The calm voice of the joymaker replied at once. “The phenomenon you are currently inspecting, Man Forrester, is a photic projection on a vibratory curtain. An interference effect produces a virtual image on the surface of an optical sphere with the nexus of yourself and your companions as its geometric center. This particular construct is an edited and simplified reproduction of scansion of a Sirian exploration vessel in a stellar atmosphere, to wit—”
“That’s enough,” interrupted Forrester. “I liked the kid’s answer better.”
But the boy said tautly, “Knock it off, Charles. We’re starting! See, there’s this Sirian high-thermal scout vessel, and we’re about to run into it.”
A harsh male voice rasped, “Tractor ship Gimmel! Your wingmate has an engine dysfunction! Prepare to lock, grapple, and evacuate crew!”
“Are!” cried the boy. “Start search procedures, Tunt! Keep a watch, Charles!” His hands flashed over the keyboard—it had not been there a moment before, but it was operative; when he energized a circuit, their make-believe ship responded. He put it through a turn; the “virtual” sunship heeled sharply and sped through fountains of flaming gas.
Forrester could not repress his admiration at the perfection of the illusion. Everything was there, everything but the heat and the feeling of motion—and, gazing at the images around him, Forrester could almost feel the surge and shudder of their ship as it responded to the boy’s touch at the controls. Clearly, they were part of a squadron on some adventurous, unspecified mission. Forrester saw nothing that resembled a Sirian; he saw nothing at all, in fact, but the serpents and coils of gas through which they hurtled. But he was conscious of illusory vessels around them. A spatter of command signals came through the speaker as other “ships” talked back and forth. A panel showed their position in plan and elevation as they swam through the stripped-atom gases of Mira Ceti’s ocean of fire. Forrester ventured to say, “Uh, Tunt. What am I supposed to be doing again?”
“Just use your eyes!” the boy hissed, his attention riveted to the controls. “Don’t mix me up, man!” But his sister was shrieking, “I see it! I see it, Tunt! Look over there!”
“Oh, sweat,” he groaned in despair. “Will you ever learn to make a report?”
She gulped. “I mean, wingmate sighted, vector oh, seven, oh, I guess. Depression—um—not much.”

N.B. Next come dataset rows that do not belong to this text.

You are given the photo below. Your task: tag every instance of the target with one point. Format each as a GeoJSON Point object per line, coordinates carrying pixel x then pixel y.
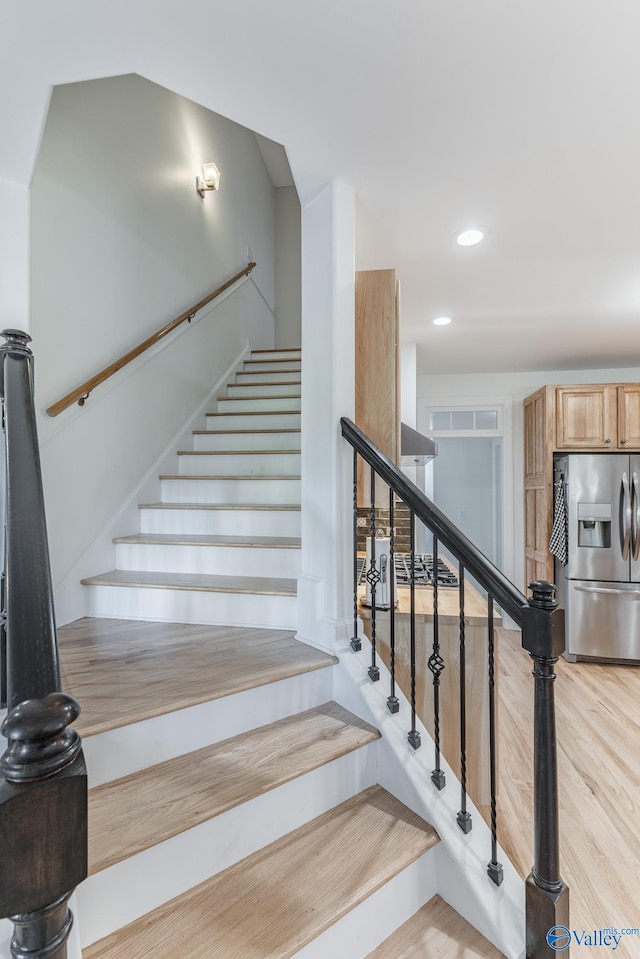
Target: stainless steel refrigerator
{"type": "Point", "coordinates": [600, 585]}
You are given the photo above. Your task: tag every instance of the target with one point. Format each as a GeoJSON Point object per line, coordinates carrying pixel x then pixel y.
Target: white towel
{"type": "Point", "coordinates": [559, 543]}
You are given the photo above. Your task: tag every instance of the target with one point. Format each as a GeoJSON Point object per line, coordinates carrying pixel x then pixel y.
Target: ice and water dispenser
{"type": "Point", "coordinates": [594, 525]}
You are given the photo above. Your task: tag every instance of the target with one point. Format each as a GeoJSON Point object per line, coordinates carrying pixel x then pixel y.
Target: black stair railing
{"type": "Point", "coordinates": [43, 781]}
{"type": "Point", "coordinates": [542, 625]}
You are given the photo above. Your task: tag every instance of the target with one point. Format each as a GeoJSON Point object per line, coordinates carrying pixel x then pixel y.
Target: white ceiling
{"type": "Point", "coordinates": [442, 114]}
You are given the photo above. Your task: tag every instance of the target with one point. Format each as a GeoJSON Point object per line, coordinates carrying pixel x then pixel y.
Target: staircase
{"type": "Point", "coordinates": [223, 545]}
{"type": "Point", "coordinates": [234, 808]}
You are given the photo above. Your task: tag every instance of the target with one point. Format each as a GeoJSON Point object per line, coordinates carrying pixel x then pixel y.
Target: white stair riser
{"type": "Point", "coordinates": [249, 376]}
{"type": "Point", "coordinates": [192, 606]}
{"type": "Point", "coordinates": [251, 421]}
{"type": "Point", "coordinates": [266, 404]}
{"type": "Point", "coordinates": [129, 889]}
{"type": "Point", "coordinates": [216, 560]}
{"type": "Point", "coordinates": [264, 491]}
{"type": "Point", "coordinates": [378, 916]}
{"type": "Point", "coordinates": [247, 441]}
{"type": "Point", "coordinates": [240, 464]}
{"type": "Point", "coordinates": [262, 389]}
{"type": "Point", "coordinates": [270, 365]}
{"type": "Point", "coordinates": [266, 356]}
{"type": "Point", "coordinates": [223, 522]}
{"type": "Point", "coordinates": [127, 749]}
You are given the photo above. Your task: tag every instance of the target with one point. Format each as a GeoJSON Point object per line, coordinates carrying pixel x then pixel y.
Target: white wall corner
{"type": "Point", "coordinates": [328, 238]}
{"type": "Point", "coordinates": [14, 255]}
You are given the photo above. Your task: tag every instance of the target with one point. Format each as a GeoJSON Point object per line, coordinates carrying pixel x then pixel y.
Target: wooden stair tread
{"type": "Point", "coordinates": [255, 476]}
{"type": "Point", "coordinates": [251, 399]}
{"type": "Point", "coordinates": [257, 413]}
{"type": "Point", "coordinates": [436, 932]}
{"type": "Point", "coordinates": [290, 429]}
{"type": "Point", "coordinates": [190, 789]}
{"type": "Point", "coordinates": [273, 903]}
{"type": "Point", "coordinates": [236, 452]}
{"type": "Point", "coordinates": [268, 506]}
{"type": "Point", "coordinates": [199, 539]}
{"type": "Point", "coordinates": [133, 664]}
{"type": "Point", "coordinates": [207, 582]}
{"type": "Point", "coordinates": [269, 382]}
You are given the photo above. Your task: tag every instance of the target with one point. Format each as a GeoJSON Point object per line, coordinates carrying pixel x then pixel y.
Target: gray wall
{"type": "Point", "coordinates": [121, 244]}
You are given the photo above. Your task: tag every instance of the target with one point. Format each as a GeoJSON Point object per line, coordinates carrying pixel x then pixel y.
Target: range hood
{"type": "Point", "coordinates": [415, 449]}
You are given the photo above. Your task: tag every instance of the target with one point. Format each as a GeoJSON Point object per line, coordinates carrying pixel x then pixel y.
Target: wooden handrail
{"type": "Point", "coordinates": [80, 394]}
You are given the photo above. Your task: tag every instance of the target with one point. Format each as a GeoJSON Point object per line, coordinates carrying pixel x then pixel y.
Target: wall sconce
{"type": "Point", "coordinates": [210, 179]}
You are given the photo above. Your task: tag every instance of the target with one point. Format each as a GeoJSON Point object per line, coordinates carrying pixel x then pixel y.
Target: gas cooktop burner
{"type": "Point", "coordinates": [423, 571]}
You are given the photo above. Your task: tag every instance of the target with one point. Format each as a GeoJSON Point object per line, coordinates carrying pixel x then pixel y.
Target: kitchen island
{"type": "Point", "coordinates": [477, 671]}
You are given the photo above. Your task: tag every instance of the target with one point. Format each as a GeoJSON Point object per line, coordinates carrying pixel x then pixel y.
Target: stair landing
{"type": "Point", "coordinates": [124, 671]}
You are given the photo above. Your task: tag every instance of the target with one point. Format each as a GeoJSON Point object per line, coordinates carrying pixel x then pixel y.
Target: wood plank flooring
{"type": "Point", "coordinates": [273, 903]}
{"type": "Point", "coordinates": [183, 792]}
{"type": "Point", "coordinates": [598, 730]}
{"type": "Point", "coordinates": [436, 932]}
{"type": "Point", "coordinates": [122, 671]}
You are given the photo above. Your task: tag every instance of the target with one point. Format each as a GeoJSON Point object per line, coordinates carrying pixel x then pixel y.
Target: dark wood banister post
{"type": "Point", "coordinates": [43, 782]}
{"type": "Point", "coordinates": [547, 896]}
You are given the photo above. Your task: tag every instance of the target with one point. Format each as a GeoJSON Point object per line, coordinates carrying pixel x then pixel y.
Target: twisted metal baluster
{"type": "Point", "coordinates": [436, 665]}
{"type": "Point", "coordinates": [373, 578]}
{"type": "Point", "coordinates": [393, 704]}
{"type": "Point", "coordinates": [414, 735]}
{"type": "Point", "coordinates": [463, 818]}
{"type": "Point", "coordinates": [356, 642]}
{"type": "Point", "coordinates": [494, 868]}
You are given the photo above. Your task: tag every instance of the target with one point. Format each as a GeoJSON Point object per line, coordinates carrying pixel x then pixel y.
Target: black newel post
{"type": "Point", "coordinates": [547, 896]}
{"type": "Point", "coordinates": [43, 781]}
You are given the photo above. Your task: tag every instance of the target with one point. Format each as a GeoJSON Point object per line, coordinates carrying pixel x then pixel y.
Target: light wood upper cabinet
{"type": "Point", "coordinates": [539, 438]}
{"type": "Point", "coordinates": [586, 417]}
{"type": "Point", "coordinates": [629, 416]}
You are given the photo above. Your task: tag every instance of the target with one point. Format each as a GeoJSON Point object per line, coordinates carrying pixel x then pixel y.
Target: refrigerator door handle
{"type": "Point", "coordinates": [625, 515]}
{"type": "Point", "coordinates": [608, 589]}
{"type": "Point", "coordinates": [635, 517]}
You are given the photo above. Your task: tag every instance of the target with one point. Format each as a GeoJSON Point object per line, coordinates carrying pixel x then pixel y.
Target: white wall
{"type": "Point", "coordinates": [515, 387]}
{"type": "Point", "coordinates": [288, 267]}
{"type": "Point", "coordinates": [14, 256]}
{"type": "Point", "coordinates": [408, 384]}
{"type": "Point", "coordinates": [121, 244]}
{"type": "Point", "coordinates": [328, 361]}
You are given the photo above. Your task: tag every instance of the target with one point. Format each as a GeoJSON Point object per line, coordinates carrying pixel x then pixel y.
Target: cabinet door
{"type": "Point", "coordinates": [586, 417]}
{"type": "Point", "coordinates": [629, 417]}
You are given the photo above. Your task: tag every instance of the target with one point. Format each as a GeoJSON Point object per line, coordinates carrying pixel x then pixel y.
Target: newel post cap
{"type": "Point", "coordinates": [543, 622]}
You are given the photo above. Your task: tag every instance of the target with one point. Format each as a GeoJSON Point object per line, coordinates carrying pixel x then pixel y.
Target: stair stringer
{"type": "Point", "coordinates": [70, 596]}
{"type": "Point", "coordinates": [496, 912]}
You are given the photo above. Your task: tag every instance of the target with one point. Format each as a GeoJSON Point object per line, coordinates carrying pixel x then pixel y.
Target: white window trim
{"type": "Point", "coordinates": [504, 406]}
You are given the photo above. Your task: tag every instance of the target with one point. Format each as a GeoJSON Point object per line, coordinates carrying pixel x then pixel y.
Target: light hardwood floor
{"type": "Point", "coordinates": [598, 730]}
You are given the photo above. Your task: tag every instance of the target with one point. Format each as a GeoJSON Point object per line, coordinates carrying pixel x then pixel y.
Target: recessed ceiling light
{"type": "Point", "coordinates": [470, 237]}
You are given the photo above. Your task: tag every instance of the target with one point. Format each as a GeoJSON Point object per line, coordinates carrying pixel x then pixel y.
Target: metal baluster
{"type": "Point", "coordinates": [463, 818]}
{"type": "Point", "coordinates": [356, 642]}
{"type": "Point", "coordinates": [494, 868]}
{"type": "Point", "coordinates": [373, 578]}
{"type": "Point", "coordinates": [414, 735]}
{"type": "Point", "coordinates": [436, 665]}
{"type": "Point", "coordinates": [392, 700]}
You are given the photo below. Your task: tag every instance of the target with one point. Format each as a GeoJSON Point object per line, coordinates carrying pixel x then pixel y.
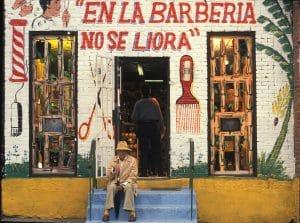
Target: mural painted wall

“Prepare to grapple!” roared the boy.
Through the incandescent swirl a fat slug of a ship appeared, vanished, and appeared again. It was black against the blinding brilliance of its surroundings. Black on its metal skin, black in its ports, black even at the tail where a rocket exhaust discharged dark gases into the brightness around them. The rocket cut off as a labored voice gasped through the speaker, “Hurry it up, Gimmel! We can’t hold out much longer!”
They jockeyed close to the stranded “ship,” buffeted this way and that by the force of the flaming gas. Forrester stared open-mouthed. There was the ship, derelict and helpless. And beyond it, swimming faintly toward them through the chromosphere, something that was bright even in this explosion of radiation, something that loomed enormous and fearsome. . . .
“Holy God,” he cried, “it’s a Sirian!”
And the whole picture shivered and winked away.
They were back in the children’s room. For a moment Forrester was almost blind; then his strained optic centers began to register again. He saw the view-walls, the furnishings, the children’s familiar faces. The expedition was over.